Testing ML-KEM Implementations for Side-Channel Vulnerability: The Airtight Framework

Abstract

As quantum computing advances toward operational capability, traditional public-key communication schemes are becoming obsolete. Algorithms like Rivest-Shamir-Adleman and Elliptic Curve Cryptography cryptosystems, foundational to current secure communications, are vulnerable to Shor’s algorithm, which can efficiently factor and compute discrete logarithms once large-scale quantum systems emerge. In anticipation of this threat, the National Institute of Standards and Technology (NIST) has standardized the Module-Lattice Key Encapsulation Mechanism (ML-KEM), derived from the Crystals KYBER family, as a post-quantum cryptographic (PQC) solution designed to secure communications against both classical and quantum attackers. However, while ML-KEM’s lattice-based cryptographic system provides provable resistance to cryptanalytic attacks, its real-world implementations are susceptible to side-channel attacks (SCA). These attacks, which exploit timing variations, power consumption, or electromagnetic emissions, bypass the algorithm’s theoretical security by extracting secret keys from physical leakage. Even as cryptographic design moves beyond quantum threats, physical-layer vulnerabilities reintroduce risk at the hardware level. These physical-layer security vulnerabilities are a looming threat to future PQC security.
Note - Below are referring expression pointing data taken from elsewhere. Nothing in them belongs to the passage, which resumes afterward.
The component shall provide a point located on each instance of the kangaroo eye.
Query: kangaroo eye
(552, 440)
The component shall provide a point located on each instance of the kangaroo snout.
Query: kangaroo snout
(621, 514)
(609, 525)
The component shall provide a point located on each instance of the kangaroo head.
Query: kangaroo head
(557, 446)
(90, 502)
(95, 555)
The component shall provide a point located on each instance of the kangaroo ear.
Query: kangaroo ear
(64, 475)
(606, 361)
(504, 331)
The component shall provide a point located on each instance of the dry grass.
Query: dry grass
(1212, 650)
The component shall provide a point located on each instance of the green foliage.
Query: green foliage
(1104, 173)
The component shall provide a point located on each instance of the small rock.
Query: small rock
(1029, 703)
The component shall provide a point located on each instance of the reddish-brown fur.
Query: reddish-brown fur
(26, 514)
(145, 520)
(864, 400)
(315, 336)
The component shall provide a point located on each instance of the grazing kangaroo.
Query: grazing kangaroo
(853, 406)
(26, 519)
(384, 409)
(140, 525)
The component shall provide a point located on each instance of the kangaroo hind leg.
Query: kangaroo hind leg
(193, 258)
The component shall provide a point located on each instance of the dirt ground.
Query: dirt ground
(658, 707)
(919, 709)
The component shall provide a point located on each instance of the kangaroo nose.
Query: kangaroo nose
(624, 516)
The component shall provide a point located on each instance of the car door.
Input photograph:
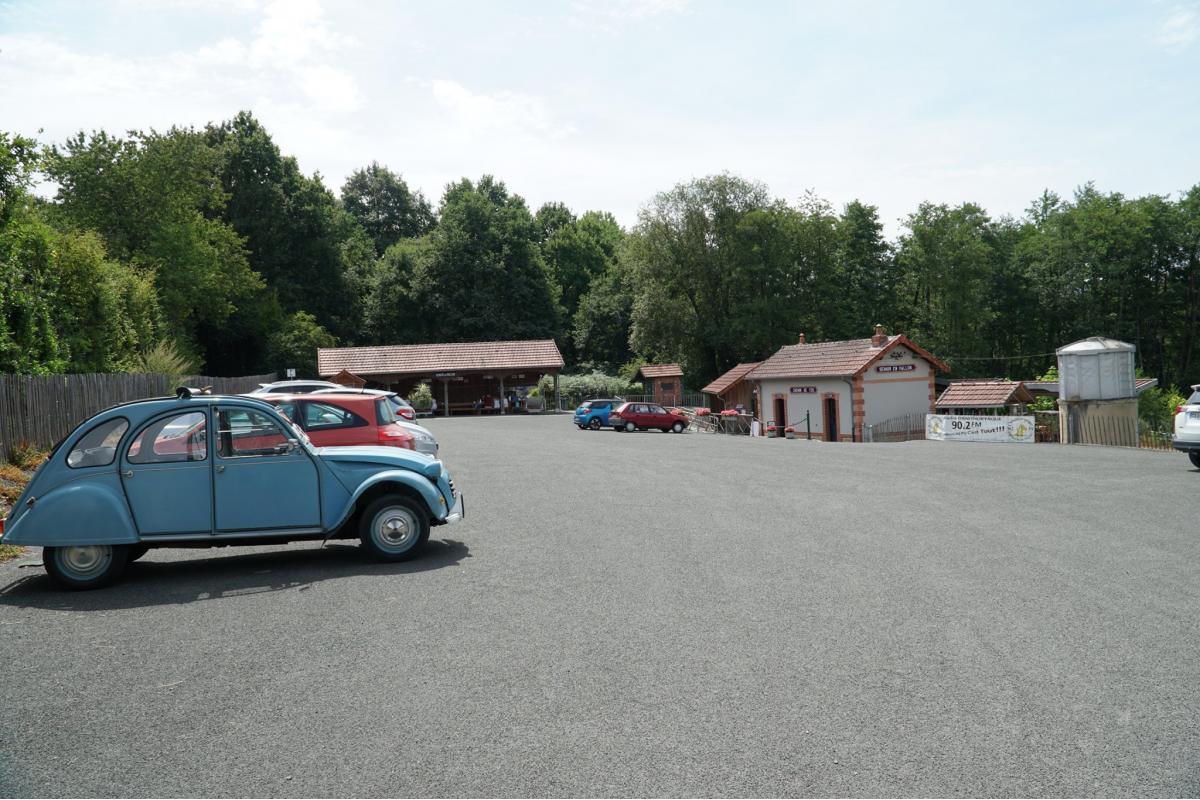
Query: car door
(167, 474)
(659, 417)
(263, 479)
(329, 425)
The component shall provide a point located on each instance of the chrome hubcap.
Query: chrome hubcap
(395, 527)
(85, 560)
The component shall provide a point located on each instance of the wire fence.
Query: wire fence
(41, 409)
(907, 427)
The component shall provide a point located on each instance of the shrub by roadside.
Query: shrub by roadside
(13, 476)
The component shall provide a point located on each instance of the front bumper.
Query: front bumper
(459, 512)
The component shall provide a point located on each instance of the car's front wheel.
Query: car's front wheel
(394, 528)
(85, 566)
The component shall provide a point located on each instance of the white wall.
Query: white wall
(797, 404)
(888, 395)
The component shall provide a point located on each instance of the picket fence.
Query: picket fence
(42, 409)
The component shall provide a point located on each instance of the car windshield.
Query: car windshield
(385, 410)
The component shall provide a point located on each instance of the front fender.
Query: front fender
(89, 511)
(433, 500)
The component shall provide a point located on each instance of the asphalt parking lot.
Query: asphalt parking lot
(651, 614)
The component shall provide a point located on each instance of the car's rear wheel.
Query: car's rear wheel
(394, 528)
(85, 566)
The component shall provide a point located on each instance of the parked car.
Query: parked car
(121, 483)
(343, 420)
(402, 407)
(1187, 427)
(643, 416)
(294, 386)
(594, 414)
(423, 440)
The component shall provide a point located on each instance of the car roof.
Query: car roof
(353, 397)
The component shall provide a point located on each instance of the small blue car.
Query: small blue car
(203, 470)
(594, 414)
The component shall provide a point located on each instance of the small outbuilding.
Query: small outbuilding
(465, 377)
(663, 382)
(732, 389)
(967, 397)
(843, 386)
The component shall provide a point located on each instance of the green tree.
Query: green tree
(295, 344)
(384, 205)
(485, 277)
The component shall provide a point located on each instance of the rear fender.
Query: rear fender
(88, 511)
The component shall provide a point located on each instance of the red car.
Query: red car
(337, 420)
(642, 416)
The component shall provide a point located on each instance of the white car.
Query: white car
(1187, 427)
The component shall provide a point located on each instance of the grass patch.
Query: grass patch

Given the dangers posed by correlation power analysis, cryptographic programs must be implemented to mitigate these vulnerabilities, or else the increased security provided by PQC methods will be in vain. In this paper, we assert that the secure adoption of PQC in defense communication systems demands accelerated implementation of ML-KEM within secure communication protocols to ensure post-quantum readiness and rigorous evaluation of its side-channel resilience through experimental validation and countermeasure integration. We survey recent research into ML-KEM side-channel resistance, identify existing countermeasure frameworks (masking, constant-time operations, noise injection), and propose Airtight: a framework for standardized testing of secure communication methods.